- Brulino-Koski Location within Poland
- Coordinates: 52°46′26″N 22°18′57″E﻿ / ﻿52.77389°N 22.31583°E
- Country: Poland
- Voivodeship: Podlaskie
- County: Wysokie Mazowieckie
- Gmina: Czyżew-Osada
- Elevation: 8 m (26 ft)
- Population (approx.): 90
- Postal code: 18-220
- Car plates: BWM

= Brulino-Koski =

Brulino-Koski is a part of the village Brulino-Piwki in the administrative district of Gmina Czyżew-Osada, within Wysokie Mazowieckie County, Podlaskie Voivodeship, in north-eastern Poland.

In 1975-1998, the village belonged administratively to Łomża Voivideship. Until 31 December 2003 the village belonged to the Nur municipality in the Mazowieckie Voivodeship

The faithful of the Roman Catholic Church belong to the parish of St Apostles Peter and Paul in Czyzewo.

== History ==

Brulino was founded at the beginning of the 15th century by the Brulińskis of Pierzchała who came from Zakroczym. In the year 1576 the agricultural area was seven fields.
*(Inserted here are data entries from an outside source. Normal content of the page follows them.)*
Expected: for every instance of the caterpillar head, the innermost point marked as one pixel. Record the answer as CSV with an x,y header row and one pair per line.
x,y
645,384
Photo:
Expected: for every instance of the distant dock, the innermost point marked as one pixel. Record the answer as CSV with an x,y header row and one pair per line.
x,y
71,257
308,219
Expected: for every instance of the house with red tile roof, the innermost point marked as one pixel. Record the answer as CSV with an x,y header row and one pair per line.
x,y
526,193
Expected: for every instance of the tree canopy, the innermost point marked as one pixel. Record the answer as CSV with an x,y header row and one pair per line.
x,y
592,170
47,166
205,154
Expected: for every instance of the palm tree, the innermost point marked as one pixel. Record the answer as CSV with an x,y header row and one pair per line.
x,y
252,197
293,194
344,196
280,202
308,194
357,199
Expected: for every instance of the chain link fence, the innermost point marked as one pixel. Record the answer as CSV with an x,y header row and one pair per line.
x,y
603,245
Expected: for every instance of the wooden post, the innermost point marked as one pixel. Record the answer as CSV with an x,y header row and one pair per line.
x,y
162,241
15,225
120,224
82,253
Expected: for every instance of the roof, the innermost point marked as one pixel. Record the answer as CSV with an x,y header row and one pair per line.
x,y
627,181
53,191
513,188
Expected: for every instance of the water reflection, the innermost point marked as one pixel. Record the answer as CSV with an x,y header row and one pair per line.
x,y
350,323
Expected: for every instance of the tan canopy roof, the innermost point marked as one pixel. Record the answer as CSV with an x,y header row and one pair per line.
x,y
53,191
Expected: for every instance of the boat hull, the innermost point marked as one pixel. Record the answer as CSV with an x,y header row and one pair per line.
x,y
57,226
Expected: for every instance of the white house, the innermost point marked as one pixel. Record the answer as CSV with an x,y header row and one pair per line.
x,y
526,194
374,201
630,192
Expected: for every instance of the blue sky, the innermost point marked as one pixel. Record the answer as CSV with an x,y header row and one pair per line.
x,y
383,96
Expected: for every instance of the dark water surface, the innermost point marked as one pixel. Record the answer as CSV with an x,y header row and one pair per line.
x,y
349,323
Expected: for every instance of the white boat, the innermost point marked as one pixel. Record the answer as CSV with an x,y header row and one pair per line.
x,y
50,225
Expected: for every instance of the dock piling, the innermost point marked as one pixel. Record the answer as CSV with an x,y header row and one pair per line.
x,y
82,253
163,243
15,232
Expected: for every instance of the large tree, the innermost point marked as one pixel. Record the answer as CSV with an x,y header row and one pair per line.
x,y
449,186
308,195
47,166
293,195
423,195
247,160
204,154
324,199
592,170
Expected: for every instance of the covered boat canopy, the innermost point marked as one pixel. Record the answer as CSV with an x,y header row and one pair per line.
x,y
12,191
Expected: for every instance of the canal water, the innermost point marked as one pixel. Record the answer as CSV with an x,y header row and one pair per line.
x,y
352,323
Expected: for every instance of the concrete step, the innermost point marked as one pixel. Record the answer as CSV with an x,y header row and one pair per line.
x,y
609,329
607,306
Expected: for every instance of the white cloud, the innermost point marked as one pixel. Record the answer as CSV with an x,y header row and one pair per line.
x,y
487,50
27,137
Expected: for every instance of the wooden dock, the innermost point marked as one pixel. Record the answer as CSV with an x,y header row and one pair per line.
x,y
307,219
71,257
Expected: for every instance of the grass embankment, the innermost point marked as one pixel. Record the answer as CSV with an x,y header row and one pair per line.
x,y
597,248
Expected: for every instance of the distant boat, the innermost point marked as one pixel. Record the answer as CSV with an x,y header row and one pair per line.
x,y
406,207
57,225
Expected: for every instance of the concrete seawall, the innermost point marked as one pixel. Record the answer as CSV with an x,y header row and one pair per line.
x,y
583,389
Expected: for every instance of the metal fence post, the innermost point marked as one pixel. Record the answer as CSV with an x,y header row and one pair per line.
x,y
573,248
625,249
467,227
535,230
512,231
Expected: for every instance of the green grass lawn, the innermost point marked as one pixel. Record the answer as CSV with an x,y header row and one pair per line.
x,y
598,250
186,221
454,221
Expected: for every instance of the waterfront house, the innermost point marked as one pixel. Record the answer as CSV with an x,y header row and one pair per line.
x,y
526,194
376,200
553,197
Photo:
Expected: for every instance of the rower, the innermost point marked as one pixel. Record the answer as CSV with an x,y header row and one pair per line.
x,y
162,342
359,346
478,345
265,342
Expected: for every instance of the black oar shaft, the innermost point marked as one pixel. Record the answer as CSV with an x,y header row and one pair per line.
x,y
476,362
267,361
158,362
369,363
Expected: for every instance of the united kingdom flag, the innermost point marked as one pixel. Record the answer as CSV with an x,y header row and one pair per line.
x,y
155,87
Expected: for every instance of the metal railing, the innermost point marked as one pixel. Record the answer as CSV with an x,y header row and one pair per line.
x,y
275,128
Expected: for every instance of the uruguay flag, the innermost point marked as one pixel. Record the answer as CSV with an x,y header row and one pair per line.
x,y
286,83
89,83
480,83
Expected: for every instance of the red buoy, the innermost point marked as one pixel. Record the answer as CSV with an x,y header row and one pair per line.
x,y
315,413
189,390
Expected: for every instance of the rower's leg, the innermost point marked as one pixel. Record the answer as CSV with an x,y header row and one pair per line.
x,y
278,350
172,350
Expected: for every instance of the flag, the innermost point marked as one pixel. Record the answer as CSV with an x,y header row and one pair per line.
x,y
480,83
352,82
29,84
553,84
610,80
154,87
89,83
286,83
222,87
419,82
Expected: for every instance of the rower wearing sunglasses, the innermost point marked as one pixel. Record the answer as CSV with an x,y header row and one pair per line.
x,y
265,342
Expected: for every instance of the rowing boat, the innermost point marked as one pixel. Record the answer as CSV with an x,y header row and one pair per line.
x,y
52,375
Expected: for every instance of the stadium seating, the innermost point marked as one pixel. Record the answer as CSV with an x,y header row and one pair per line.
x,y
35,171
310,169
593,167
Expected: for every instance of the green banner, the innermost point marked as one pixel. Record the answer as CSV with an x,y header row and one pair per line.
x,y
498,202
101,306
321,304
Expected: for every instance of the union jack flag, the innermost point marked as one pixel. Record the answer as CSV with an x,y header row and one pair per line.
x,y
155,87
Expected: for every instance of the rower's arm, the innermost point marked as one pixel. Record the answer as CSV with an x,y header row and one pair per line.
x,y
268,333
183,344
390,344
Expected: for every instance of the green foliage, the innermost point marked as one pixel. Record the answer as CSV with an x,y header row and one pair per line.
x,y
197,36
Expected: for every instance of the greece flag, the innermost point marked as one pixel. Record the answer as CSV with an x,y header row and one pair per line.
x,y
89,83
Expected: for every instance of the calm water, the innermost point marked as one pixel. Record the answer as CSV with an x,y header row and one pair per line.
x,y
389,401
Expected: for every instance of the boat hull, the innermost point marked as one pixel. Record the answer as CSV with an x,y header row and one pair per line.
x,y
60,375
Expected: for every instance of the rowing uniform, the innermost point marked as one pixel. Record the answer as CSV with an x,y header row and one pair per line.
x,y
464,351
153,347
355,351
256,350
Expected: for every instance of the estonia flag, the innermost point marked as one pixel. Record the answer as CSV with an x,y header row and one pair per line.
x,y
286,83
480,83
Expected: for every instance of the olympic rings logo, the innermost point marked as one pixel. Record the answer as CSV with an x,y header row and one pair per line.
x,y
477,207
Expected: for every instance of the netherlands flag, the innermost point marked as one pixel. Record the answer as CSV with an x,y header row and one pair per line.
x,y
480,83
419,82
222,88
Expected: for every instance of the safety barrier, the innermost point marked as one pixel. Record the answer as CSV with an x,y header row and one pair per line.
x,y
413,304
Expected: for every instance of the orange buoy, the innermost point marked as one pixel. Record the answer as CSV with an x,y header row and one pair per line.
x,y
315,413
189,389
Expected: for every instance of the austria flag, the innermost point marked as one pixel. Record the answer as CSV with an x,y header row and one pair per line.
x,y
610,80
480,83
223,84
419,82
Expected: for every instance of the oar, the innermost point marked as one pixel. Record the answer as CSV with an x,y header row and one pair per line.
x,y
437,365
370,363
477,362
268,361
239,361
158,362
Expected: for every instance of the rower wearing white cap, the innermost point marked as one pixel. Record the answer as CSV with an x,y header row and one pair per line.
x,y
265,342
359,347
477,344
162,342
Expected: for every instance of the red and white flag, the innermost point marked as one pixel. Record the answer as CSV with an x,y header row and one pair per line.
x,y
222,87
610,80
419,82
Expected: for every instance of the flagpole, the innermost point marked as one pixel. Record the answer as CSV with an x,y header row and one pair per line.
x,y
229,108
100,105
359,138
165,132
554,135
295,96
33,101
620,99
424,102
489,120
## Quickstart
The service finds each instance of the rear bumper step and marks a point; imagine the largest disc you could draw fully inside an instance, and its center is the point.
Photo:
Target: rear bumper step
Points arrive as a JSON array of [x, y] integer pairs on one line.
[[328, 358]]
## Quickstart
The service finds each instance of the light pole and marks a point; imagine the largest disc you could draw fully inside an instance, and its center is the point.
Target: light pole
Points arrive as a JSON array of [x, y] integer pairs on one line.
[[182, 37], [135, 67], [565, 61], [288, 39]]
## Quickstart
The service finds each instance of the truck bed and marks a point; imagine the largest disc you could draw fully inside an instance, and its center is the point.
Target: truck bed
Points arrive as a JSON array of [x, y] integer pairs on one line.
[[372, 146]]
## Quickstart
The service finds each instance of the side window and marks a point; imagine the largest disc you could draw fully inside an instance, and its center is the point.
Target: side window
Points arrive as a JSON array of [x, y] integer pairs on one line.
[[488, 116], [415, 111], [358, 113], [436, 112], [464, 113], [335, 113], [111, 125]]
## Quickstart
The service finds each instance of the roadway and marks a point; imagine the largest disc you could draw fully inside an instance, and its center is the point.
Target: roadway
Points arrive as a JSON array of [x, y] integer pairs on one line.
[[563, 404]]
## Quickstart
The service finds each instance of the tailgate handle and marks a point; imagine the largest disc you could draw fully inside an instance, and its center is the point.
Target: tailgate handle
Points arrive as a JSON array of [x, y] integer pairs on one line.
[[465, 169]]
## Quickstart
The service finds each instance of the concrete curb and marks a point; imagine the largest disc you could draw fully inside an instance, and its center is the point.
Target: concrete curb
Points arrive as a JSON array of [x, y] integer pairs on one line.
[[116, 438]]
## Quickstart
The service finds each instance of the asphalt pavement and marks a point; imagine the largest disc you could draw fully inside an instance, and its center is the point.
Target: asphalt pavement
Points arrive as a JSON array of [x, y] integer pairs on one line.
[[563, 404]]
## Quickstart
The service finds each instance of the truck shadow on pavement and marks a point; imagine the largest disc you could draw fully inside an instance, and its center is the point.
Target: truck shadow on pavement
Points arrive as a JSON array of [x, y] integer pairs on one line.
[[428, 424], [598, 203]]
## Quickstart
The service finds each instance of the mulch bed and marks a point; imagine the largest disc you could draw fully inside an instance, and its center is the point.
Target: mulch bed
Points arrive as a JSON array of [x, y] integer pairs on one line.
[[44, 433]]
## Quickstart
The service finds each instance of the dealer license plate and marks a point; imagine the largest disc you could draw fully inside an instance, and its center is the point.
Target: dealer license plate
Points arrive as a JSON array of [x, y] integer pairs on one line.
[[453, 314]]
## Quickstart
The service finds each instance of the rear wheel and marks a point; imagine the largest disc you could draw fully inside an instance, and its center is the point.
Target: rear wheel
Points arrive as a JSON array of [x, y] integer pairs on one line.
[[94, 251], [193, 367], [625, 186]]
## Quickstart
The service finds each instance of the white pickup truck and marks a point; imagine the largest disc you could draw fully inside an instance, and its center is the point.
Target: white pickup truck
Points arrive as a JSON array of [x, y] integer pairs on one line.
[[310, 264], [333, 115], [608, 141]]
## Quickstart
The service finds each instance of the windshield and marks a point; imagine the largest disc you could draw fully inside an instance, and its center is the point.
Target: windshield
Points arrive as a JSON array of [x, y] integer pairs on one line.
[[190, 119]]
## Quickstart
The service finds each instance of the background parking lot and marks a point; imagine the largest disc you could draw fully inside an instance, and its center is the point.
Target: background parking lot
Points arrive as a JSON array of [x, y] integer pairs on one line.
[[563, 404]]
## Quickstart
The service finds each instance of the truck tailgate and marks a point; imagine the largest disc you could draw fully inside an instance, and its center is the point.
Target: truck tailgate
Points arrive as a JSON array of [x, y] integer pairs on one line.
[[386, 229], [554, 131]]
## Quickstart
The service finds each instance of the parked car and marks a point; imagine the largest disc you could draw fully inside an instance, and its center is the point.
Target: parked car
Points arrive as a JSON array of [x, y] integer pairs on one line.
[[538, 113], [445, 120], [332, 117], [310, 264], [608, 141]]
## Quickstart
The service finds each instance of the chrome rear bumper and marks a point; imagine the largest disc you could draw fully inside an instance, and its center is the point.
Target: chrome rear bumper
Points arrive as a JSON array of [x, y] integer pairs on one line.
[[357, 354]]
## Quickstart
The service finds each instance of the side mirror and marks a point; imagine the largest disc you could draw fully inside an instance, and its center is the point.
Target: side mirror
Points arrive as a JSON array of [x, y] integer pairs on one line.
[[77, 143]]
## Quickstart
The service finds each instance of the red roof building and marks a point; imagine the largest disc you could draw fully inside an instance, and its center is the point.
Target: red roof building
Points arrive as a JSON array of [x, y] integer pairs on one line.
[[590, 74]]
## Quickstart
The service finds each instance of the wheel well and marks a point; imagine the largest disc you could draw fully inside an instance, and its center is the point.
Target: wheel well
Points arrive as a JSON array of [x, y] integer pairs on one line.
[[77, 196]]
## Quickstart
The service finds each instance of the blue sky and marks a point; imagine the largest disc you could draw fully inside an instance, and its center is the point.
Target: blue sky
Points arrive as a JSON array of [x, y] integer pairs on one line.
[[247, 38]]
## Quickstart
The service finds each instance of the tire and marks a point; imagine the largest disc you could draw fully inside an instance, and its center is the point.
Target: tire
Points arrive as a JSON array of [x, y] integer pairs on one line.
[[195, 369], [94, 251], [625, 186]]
At the end of the 19th century, The village within the Brulino gentry area in Ostrów County, Szulborze-Koty Municipality and Czyżew Parish

== Places of Interest ==
- A neo-Baroque manor house, built in 1880 by Józef Godlewski to replace the wooden one. It was destroyed during World War II but was Rebuilt after the conflict.
- Roadside cross made of cast iron rods from around 1880-1890.
- Roman period cemetery - used between the late 3rd and late 4th and 5th centuries. It has corpse and skeletal burials. Only women were buried here. Racial composition similar to early medieval Slavic series. The finds testify to their strong connection with the material culture of eastern Pomerania. Some vessel types and metal objects have references to the Slavic-Baltic borderland.
- Russian soldiers' cemetery from World War I.